Gump, Gump, Gump, Gump, Gump. Were we shocked at the big winner at the Academy Awards Monday night? Of course not.
The guests weren't very surprising, either. Nearly everyone was well-behaved. Some of the stars even combed their hair this year. For once, the presentation patter was slightly less than awful. Were there no highlights or disasters?
Of course there were. Maybe you're still annoyed at some of the choices made at the Oscar ceremonies, but you can be assured that these unofficial awards are well-deserved:
Most optimistic joke: "We should all be home in about half an hour." -- David Letterman in his monologue introducing the 3 1/2 -hour show.

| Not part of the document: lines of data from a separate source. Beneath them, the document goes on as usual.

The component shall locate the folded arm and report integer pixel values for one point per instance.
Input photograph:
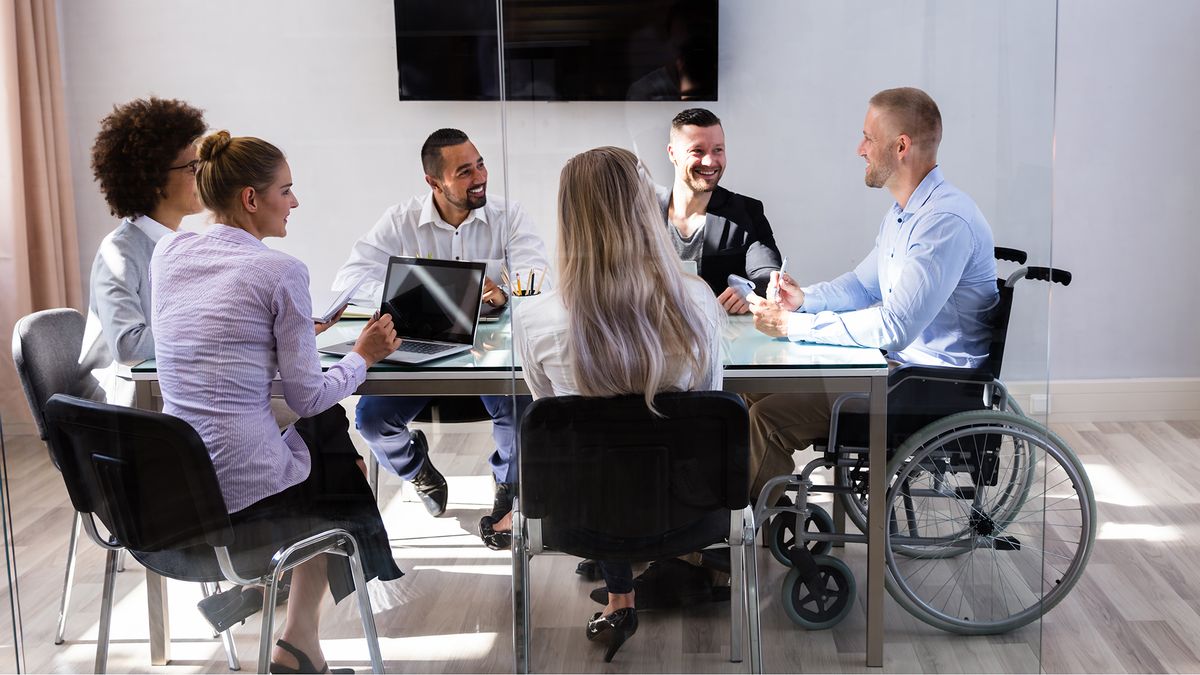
(307, 389)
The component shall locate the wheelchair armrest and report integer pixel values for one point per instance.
(939, 374)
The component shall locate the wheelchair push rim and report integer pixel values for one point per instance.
(966, 560)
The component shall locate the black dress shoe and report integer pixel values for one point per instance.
(493, 539)
(613, 629)
(430, 484)
(671, 584)
(502, 503)
(591, 571)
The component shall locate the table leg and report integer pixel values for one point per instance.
(875, 525)
(160, 620)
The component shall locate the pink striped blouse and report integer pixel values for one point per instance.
(229, 314)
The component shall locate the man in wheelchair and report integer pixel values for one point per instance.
(923, 293)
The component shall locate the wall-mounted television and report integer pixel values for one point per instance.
(558, 49)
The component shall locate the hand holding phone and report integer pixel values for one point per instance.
(741, 285)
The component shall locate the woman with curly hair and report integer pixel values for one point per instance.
(144, 159)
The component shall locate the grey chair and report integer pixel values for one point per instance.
(46, 348)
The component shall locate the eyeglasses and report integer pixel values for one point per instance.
(192, 166)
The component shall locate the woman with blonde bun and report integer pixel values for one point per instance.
(231, 314)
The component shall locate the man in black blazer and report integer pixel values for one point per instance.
(723, 232)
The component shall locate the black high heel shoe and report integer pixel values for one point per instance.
(493, 539)
(613, 628)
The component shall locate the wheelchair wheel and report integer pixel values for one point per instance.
(973, 550)
(858, 477)
(781, 533)
(829, 603)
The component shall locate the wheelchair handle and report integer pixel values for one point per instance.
(1011, 255)
(1051, 274)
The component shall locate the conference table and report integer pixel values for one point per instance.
(754, 364)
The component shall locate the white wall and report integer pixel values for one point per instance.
(318, 79)
(1125, 201)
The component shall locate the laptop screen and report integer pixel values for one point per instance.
(432, 299)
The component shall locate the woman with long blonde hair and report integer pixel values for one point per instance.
(624, 318)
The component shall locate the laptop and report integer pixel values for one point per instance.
(435, 305)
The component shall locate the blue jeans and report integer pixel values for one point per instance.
(383, 422)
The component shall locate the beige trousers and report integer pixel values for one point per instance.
(781, 424)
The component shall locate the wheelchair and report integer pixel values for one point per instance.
(990, 517)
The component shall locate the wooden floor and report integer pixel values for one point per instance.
(1137, 609)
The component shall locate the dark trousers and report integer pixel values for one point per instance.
(383, 422)
(618, 577)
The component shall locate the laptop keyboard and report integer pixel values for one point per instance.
(423, 347)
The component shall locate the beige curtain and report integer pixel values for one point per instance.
(39, 250)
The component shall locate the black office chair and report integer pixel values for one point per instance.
(149, 479)
(598, 471)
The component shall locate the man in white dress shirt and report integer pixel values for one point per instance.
(455, 220)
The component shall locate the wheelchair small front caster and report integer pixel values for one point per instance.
(781, 533)
(825, 607)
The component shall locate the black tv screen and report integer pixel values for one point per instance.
(558, 49)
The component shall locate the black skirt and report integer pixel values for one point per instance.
(335, 495)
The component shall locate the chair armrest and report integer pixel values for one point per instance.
(939, 374)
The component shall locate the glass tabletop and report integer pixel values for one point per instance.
(743, 345)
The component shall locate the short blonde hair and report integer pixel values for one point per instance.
(912, 112)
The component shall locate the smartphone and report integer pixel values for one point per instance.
(741, 284)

Best pre-game recovery: "Sally Field is walking past . . . No -- she likes me, she really likes me!" -- Joan Rivers, when Sally Field stopped to talk with her.

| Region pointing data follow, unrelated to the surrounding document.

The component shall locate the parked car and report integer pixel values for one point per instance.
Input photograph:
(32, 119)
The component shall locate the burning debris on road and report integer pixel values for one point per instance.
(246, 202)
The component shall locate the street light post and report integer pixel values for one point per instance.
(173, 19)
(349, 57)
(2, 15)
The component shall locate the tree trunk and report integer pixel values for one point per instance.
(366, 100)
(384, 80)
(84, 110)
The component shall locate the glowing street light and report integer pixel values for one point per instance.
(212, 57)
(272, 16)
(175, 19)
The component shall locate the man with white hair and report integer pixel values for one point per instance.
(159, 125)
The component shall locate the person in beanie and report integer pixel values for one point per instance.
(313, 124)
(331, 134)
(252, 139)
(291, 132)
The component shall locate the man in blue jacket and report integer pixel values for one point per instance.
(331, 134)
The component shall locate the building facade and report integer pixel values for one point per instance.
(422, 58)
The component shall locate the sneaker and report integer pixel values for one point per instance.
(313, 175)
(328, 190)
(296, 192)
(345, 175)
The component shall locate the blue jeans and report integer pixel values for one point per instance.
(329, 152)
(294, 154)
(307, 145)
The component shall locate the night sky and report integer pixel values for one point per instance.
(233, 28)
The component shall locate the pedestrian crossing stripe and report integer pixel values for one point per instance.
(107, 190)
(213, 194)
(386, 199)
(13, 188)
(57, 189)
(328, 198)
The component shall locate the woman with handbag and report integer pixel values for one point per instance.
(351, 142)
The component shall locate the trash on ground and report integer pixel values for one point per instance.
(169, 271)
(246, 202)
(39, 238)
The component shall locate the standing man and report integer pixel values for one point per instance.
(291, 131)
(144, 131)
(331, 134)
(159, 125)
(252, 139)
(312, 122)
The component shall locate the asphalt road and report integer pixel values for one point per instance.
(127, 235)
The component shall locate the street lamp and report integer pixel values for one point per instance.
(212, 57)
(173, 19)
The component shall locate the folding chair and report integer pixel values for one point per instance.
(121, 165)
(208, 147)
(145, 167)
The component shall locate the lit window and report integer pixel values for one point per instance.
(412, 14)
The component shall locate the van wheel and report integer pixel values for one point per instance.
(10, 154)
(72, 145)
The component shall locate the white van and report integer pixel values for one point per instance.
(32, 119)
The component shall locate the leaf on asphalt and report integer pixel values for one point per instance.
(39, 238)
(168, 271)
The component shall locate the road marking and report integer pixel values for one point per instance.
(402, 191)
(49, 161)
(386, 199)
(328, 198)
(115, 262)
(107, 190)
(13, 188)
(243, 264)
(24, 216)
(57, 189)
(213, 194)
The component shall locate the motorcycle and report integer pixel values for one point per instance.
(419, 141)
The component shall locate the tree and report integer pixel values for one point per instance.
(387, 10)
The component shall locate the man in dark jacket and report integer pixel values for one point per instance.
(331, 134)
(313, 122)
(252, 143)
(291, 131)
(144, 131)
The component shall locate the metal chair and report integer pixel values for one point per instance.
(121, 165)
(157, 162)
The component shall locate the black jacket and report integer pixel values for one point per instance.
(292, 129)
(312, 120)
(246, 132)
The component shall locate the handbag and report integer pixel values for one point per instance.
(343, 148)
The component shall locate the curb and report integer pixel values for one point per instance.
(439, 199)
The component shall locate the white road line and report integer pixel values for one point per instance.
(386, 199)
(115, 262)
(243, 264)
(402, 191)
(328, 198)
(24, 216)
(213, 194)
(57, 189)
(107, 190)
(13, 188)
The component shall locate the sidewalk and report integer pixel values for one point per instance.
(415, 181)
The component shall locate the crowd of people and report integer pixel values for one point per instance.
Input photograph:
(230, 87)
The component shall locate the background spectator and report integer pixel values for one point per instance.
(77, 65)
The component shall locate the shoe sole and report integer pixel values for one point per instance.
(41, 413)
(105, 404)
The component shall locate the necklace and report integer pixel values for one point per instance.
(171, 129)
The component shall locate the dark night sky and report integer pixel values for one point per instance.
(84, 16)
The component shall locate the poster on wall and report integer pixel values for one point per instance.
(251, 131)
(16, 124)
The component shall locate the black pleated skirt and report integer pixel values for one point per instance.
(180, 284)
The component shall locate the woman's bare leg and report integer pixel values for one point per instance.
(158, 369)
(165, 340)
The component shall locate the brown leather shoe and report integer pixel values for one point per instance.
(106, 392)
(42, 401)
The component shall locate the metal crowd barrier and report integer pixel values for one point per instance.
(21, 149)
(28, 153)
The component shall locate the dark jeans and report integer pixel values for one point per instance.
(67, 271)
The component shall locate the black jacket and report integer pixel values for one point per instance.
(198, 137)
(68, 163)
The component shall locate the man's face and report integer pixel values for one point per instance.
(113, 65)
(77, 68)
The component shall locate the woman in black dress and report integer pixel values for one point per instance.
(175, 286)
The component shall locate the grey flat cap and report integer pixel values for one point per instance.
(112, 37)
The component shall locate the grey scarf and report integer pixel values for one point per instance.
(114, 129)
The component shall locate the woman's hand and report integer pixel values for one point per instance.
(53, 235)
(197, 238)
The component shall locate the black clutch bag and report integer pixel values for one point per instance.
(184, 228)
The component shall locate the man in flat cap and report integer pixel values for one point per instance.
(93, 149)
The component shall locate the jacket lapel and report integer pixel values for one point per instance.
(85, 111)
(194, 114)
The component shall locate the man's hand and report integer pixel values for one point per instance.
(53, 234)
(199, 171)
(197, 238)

Most modest: Hugh Grant, dapper star of best-picture-nominated "Four Weddings and a Funeral," who said before the ceremonies: "I always thought it was a good script, but I was confident I could screw it up."

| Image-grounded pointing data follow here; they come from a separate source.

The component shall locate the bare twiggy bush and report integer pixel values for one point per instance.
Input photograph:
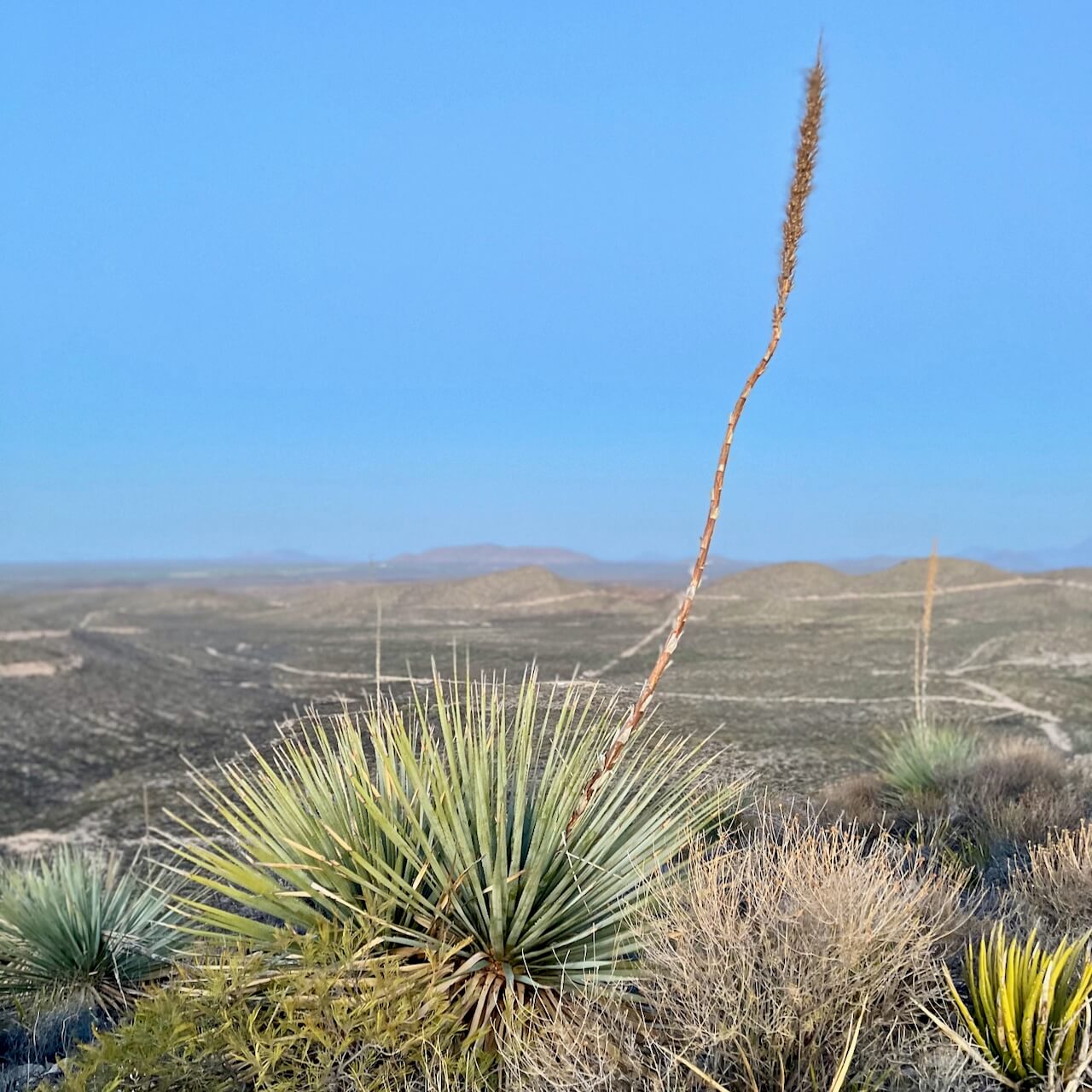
(986, 812)
(792, 232)
(1055, 892)
(761, 963)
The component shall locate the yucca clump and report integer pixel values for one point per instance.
(445, 828)
(925, 755)
(1029, 1011)
(80, 925)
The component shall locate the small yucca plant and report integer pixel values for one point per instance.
(447, 828)
(923, 755)
(1026, 1007)
(81, 925)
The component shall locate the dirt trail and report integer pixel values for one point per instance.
(950, 590)
(635, 648)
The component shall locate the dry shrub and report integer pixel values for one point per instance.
(1055, 892)
(1013, 794)
(764, 960)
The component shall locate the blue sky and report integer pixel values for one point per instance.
(358, 279)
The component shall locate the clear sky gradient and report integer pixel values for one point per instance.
(357, 279)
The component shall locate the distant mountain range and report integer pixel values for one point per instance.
(1037, 561)
(455, 562)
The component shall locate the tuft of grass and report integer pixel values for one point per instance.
(319, 1014)
(984, 814)
(444, 827)
(924, 756)
(82, 926)
(781, 958)
(792, 232)
(1028, 1009)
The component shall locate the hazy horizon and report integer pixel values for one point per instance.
(363, 282)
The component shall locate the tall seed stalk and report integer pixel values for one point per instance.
(807, 148)
(921, 636)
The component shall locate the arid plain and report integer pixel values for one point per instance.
(791, 671)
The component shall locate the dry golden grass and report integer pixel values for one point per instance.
(764, 961)
(1055, 892)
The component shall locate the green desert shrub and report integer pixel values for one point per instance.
(320, 1014)
(445, 828)
(924, 756)
(784, 956)
(1028, 1009)
(81, 925)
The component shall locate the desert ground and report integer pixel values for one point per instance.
(790, 671)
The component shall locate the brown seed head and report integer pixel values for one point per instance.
(807, 150)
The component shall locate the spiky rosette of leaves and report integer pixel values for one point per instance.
(1028, 1010)
(444, 825)
(78, 923)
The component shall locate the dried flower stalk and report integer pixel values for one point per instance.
(921, 636)
(807, 148)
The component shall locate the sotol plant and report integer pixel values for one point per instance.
(81, 925)
(447, 828)
(1028, 1011)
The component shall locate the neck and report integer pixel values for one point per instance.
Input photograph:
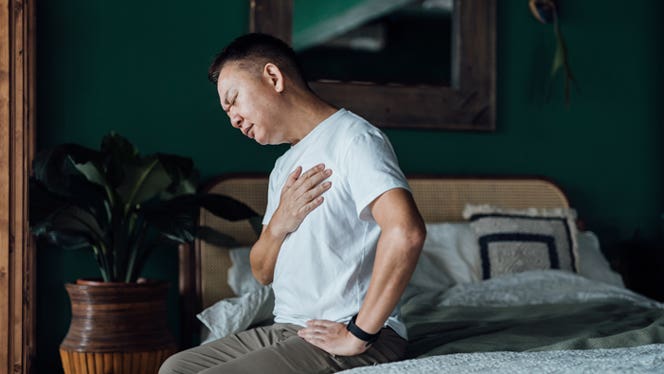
(306, 111)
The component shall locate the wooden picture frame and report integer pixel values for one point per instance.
(17, 139)
(468, 104)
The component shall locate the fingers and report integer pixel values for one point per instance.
(293, 177)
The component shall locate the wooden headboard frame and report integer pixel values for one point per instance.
(203, 270)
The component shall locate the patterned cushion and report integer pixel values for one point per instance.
(513, 241)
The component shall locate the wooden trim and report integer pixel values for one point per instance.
(469, 104)
(187, 287)
(272, 17)
(17, 116)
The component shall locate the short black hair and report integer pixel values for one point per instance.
(255, 50)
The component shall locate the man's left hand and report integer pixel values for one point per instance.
(332, 337)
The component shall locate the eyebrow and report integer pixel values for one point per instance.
(231, 92)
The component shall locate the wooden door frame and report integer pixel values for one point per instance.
(17, 130)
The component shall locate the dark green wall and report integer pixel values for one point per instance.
(139, 68)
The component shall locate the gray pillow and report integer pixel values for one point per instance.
(513, 241)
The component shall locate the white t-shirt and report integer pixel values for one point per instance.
(324, 267)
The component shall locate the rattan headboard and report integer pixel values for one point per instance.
(203, 271)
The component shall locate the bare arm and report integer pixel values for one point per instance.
(399, 245)
(300, 195)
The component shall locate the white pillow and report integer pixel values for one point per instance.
(254, 305)
(236, 314)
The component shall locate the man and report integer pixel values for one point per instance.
(341, 234)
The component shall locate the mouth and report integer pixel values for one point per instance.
(245, 131)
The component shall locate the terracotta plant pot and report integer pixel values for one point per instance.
(117, 328)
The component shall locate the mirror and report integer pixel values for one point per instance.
(463, 101)
(379, 41)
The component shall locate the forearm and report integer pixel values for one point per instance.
(397, 253)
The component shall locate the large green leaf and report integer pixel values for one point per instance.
(92, 173)
(225, 207)
(182, 173)
(54, 167)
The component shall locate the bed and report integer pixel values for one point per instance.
(505, 283)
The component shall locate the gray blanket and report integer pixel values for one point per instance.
(603, 324)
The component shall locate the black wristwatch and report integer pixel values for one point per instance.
(361, 334)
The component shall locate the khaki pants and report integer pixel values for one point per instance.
(277, 349)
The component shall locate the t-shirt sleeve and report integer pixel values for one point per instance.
(373, 169)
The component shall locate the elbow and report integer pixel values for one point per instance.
(417, 236)
(411, 237)
(263, 276)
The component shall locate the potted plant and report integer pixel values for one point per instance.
(121, 206)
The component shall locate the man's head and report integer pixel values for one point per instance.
(258, 81)
(253, 51)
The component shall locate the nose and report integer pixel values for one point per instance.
(236, 120)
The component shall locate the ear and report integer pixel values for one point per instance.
(275, 77)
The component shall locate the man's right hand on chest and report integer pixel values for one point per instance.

Most dour presenters: Al Pacino and Robert De Niro, whose lackluster best picture presentation was rivaled in charisma only by Cher's exquisitely bored reading of the nominees in 1988.
Star least in need of a diet: Jennifer Tilly of "Bullets Over Broadway," in a revealing dress, who said on arrival, "I haven't eaten anything for a couple of weeks."
Worst slip-up: Paul Newman's failure to announce four of the five nominees for best cinematography. (Honorable mention: the misspelling of composer Jule Styne's name in the memorial pastiche.)
Most pretentious fake-beatnik sunglasses: Worn by geek-chic "Pulp Fiction" director Quentin Tarantino, also sporting a narrow tie in the style of his "Reservoir Dogs."
Best speech: Hans Zimmer, winner for best score, who nervously ripped through his remarks and wrapped with, "Just let me go!"
Speech most likely to offend: Roger Avary's. The co-writer of "Pulp Fiction" cut his talk short because, he announced to the posh audience and a billion television viewers worldwide, he had "to pee."
Best moment in a really lame production number: When Tim Curry rolled his eyes at the image of himself as a transvestite in "The Rocky Horror Picture Show" during an unfunny homage to comedy.
Actress who looked most like a meringue: Sharon Stone, wearing a puffy, silvery dress. (Honorable mention: Oprah Winfrey.)
Best entrance: Jamie Lee Curtis, lowered onto the stage while dangling from a fake helicopter, a la "True Lies."
The vanity prize (vanity, thy name is girl): Young Oscar-winner Anna Paquin, of "The Piano," looking at herself in the monitor and fixing her hair while talking to Joan Rivers.
Best put-down: "Would it kill you to have worn a tie?" -- Host David Letterman to best-actor winner Tom Hanks, whom he had pulled on stage to help with a stupid pet trick.